Phoebe Go

Australian artist Phoebe Go has just released the heavenly, guitar-led EP, Player.

Phoebe Go is no stranger to the music industry, beginning her career as frontperson of the indie dream-pop band Snakadaktal in 2009, her career has spanned over ten years.  After the band’s breakup in 2014, Phoebe and fellow band member Joey Clough went on to form the duo Two People. Fast forward to today, Phoebe is embarking on a totally new venture as a solo artist, unlike anything she has done before. 

Her newly released EP Player is a personal ode to the music that got her into writing in the first place and serves as an introduction to who the indie-pop singer-songwriter is as a person and artist. 

Describing her music as “Happy and sad at the same time”, the EP is a beautiful collection of stripped-back, acoustic songs showcasing her vulnerability and rawness. The sincere body of work is gut-wrenchingly honest and gives you an insight into how she overcame her fear of ‘going solo’. 

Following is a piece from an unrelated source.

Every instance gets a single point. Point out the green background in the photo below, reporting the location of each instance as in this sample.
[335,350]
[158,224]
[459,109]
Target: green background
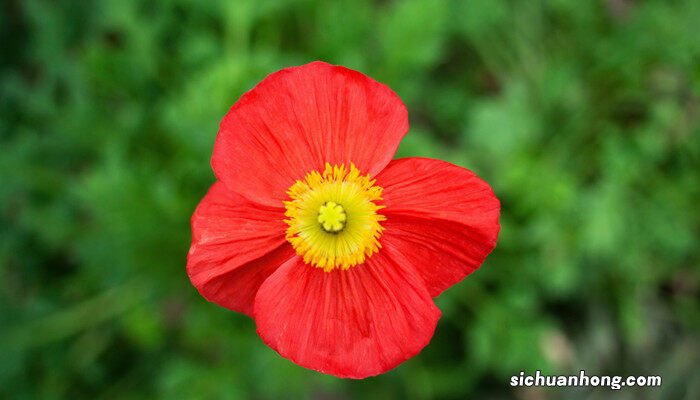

1883 Magazine caught up with Phoebe to speak about her new EP, how she came upon the decision to go solo, and what spurred her to follow a more acoustic route, sonically.



Hi Phoebe, you’ve just independently released your debut solo EP,  Player. Can you please tell us about your inspiration behind this body of work? 

Yeah, you bet! I think this EP is about being myself and stepping into my own skin, you know? Owning it, finding my confidence as a solo artist, and doing it on my own terms. I think I was always driven by the fact I love songwriting and its such a big part of who I am, but I was pretty daunted about losing my safety net and having nobody to hide behind. I think these songs are really true and really raw. Thats why they sound so alive to me. 


With a decade-long music career under your belt as front person of the band Snakadaktal and later as one half of the duo entitled Two People, how did you come to the decision to now go solo? And what spurred you to go down a more acoustic route?  

I guess life was just telling me it was time. It all sparked a few years ago when Joey decided to focus more on his art direction and design work which sort of put a hold on our band Two People. Weve been writing and working together for the past ten years, so I kinda had no idea how to do it without him. It was the scariest thing ever and I think I spiralled for a bit, but I also knew I had to at least give it a go. I was like, just write one song, and go from there” and thats what I did. The acoustic thing probably just comes back to what I listen to most, and the type of music that got me into writing in the first place. Its also just a reflection of my abilities. Im pretty rubbish with production and I dont really enjoy it, but I can pick up a guitar, strum a few chords, and put some words down. 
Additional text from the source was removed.